MH OT Certifications & Trainings

Alright, so as a Mental Health Occupational Therapist I have been searching for more training, certifications, or ways to become even more "specialized". I know.... kind of silly right? Here is the thing, finding these specialized trainings are hard to come by. These certifications or trainings are not easy to find and they often have you left confused on even if you are "qualified enough” or “allowed" to take the training. The worst part is sometimes you do not get CEUs. Plus, lets not mention how much CEU's cost and how much time becoming "specialized" takes. And personally, I have often operated on the assumption that anything "specialized" was way out of my budget or just simply not necessary. To me, experience always counted.

As a full time outpatient/private practice OT and mom of two toddler boys the last thing I have is time or money to spend on CEU's or multiple courses to become even further "specialized" in a niche than I already am.

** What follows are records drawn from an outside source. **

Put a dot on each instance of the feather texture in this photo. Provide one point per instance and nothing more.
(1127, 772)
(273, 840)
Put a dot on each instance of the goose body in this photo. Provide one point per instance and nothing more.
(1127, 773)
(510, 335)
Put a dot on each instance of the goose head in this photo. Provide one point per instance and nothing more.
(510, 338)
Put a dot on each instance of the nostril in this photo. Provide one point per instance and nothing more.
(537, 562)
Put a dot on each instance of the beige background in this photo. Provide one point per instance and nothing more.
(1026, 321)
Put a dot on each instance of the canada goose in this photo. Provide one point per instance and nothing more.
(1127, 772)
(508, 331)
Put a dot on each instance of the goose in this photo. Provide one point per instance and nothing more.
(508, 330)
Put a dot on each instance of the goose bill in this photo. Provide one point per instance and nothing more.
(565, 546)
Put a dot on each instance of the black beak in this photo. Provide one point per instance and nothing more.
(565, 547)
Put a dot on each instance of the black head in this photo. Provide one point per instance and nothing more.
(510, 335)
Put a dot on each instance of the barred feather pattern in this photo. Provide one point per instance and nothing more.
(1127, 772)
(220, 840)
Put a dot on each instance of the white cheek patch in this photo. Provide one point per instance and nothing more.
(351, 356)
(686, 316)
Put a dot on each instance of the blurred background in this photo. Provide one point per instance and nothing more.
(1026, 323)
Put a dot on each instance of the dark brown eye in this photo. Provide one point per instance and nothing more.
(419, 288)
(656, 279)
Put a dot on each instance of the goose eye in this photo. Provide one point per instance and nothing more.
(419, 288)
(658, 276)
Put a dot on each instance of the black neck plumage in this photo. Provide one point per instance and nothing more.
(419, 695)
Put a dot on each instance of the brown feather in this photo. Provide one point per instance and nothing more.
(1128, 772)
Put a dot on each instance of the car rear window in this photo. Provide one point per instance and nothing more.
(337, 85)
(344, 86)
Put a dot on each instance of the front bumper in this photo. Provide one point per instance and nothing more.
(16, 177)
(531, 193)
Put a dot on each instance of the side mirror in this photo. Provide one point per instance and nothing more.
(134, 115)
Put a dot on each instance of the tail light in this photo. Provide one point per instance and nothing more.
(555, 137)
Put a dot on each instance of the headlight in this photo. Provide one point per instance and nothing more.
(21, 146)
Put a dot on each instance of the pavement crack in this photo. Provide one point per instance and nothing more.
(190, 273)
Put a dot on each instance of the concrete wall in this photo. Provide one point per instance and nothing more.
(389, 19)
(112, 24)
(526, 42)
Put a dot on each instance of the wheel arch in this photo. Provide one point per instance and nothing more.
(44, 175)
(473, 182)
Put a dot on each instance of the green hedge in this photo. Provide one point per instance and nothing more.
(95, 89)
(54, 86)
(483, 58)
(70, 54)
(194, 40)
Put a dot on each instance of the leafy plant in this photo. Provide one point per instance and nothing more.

When I adventured on my new journey to Fargo, North Dakota to join a team of EMDR Psychotherapists, a massage therapist, and a music therapist- I truthfully found myself feeling under qualified. I had no additional "letters" behind my name, I dont have a doctorate, and so on. Really, I could go on about my negative thought process- but I will spare you. So what did I have to bring to this new team? I quickly learned that what I was bringing was an entire new discipline and approach to this area. Little did I know, that there was no other OTs within the Fargo/Moorhead area (so far that I know) that do outpatient Mental Health with adolescents/adults with specific sensory modulation or chronic condition interventions. So once again it was my experience as a clinician that I was bringing to this new team and I was letting my imposter syndrome get in the way.

What I had was my willingness to learn and an open mind which is why I ended up in Mental Health OT in the first place. That willingness to learn opened my eyes to take notes and learn from the other multidisciplines around me. Not every OT has /had this opportunity. With some reflection in fact, I may be one of the only OT's possibly working in a "emerging" practice.

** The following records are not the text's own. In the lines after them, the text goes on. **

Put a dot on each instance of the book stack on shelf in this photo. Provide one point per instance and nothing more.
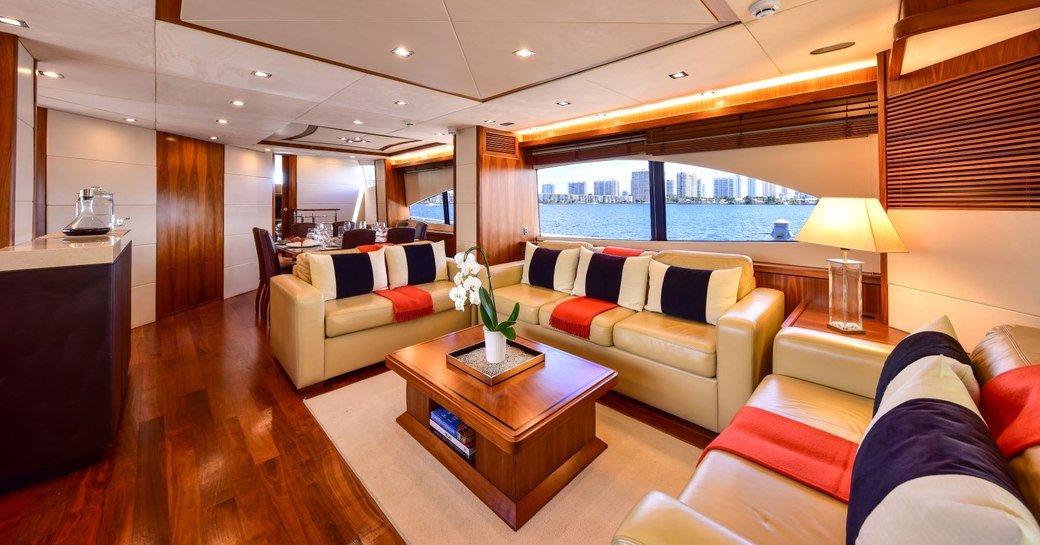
(457, 434)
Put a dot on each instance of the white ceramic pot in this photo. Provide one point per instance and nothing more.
(494, 343)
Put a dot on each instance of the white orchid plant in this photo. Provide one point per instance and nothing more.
(470, 289)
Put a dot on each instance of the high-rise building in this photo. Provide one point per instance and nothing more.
(641, 186)
(725, 187)
(605, 187)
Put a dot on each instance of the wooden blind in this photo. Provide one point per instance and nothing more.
(970, 143)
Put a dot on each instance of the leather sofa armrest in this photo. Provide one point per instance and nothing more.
(297, 329)
(744, 348)
(840, 362)
(658, 519)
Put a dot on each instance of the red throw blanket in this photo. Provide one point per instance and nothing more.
(814, 458)
(575, 316)
(1011, 405)
(623, 252)
(409, 303)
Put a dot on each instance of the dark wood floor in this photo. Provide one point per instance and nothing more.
(216, 446)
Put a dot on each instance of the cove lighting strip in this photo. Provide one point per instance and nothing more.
(445, 151)
(707, 95)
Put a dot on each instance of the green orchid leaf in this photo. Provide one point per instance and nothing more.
(515, 314)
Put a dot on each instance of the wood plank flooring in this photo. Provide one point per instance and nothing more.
(216, 446)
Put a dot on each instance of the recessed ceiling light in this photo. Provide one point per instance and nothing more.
(835, 47)
(14, 22)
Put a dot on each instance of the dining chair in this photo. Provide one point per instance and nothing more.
(269, 265)
(302, 229)
(400, 235)
(357, 237)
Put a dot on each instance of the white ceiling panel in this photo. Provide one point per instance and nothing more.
(198, 10)
(497, 70)
(717, 59)
(193, 54)
(789, 35)
(378, 95)
(579, 11)
(438, 61)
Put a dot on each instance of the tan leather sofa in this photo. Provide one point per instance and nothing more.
(314, 339)
(819, 379)
(700, 372)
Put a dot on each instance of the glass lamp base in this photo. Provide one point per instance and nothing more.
(846, 286)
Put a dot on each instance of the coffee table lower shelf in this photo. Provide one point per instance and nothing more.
(514, 485)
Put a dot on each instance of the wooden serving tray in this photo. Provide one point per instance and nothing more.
(491, 380)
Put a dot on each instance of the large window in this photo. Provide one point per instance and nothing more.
(649, 200)
(435, 209)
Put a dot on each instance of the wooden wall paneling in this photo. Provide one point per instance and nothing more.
(40, 181)
(8, 144)
(801, 284)
(189, 224)
(507, 197)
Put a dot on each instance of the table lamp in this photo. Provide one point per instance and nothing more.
(849, 224)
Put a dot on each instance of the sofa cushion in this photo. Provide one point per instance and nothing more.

So a month or two had gone by and my caseload has picked up quickly. Plus, I was getting to learn from some osmosis from the other practitioners. This sparked my curiosity so I started my search to be more “qualified”. I wanted more, more information on the role of OTs in trauma along with any interventions or specialities I could obtain. I have done a lot of digging and I am still debating the pros/cons of certain certifications or specializations. Through my digging I have gotten to chat with some really passionate MH OTs and upcoming OT students entering the profession.

It has been rejuvenating for me and to see other OT's sound so passionate- which re-fueled my fire. So I did decide eventually to pursue my Certified Trauma Professional certification. Why? Because to be honest I got it at a decent price and I wanted to learn more about trauma overall before narrowing down my speciality even further. For reference, I got this certification through PESI in partnership with evergreen certifications. Check that out here for a general broad overall training about trauma https://www.evergreencertifications.com.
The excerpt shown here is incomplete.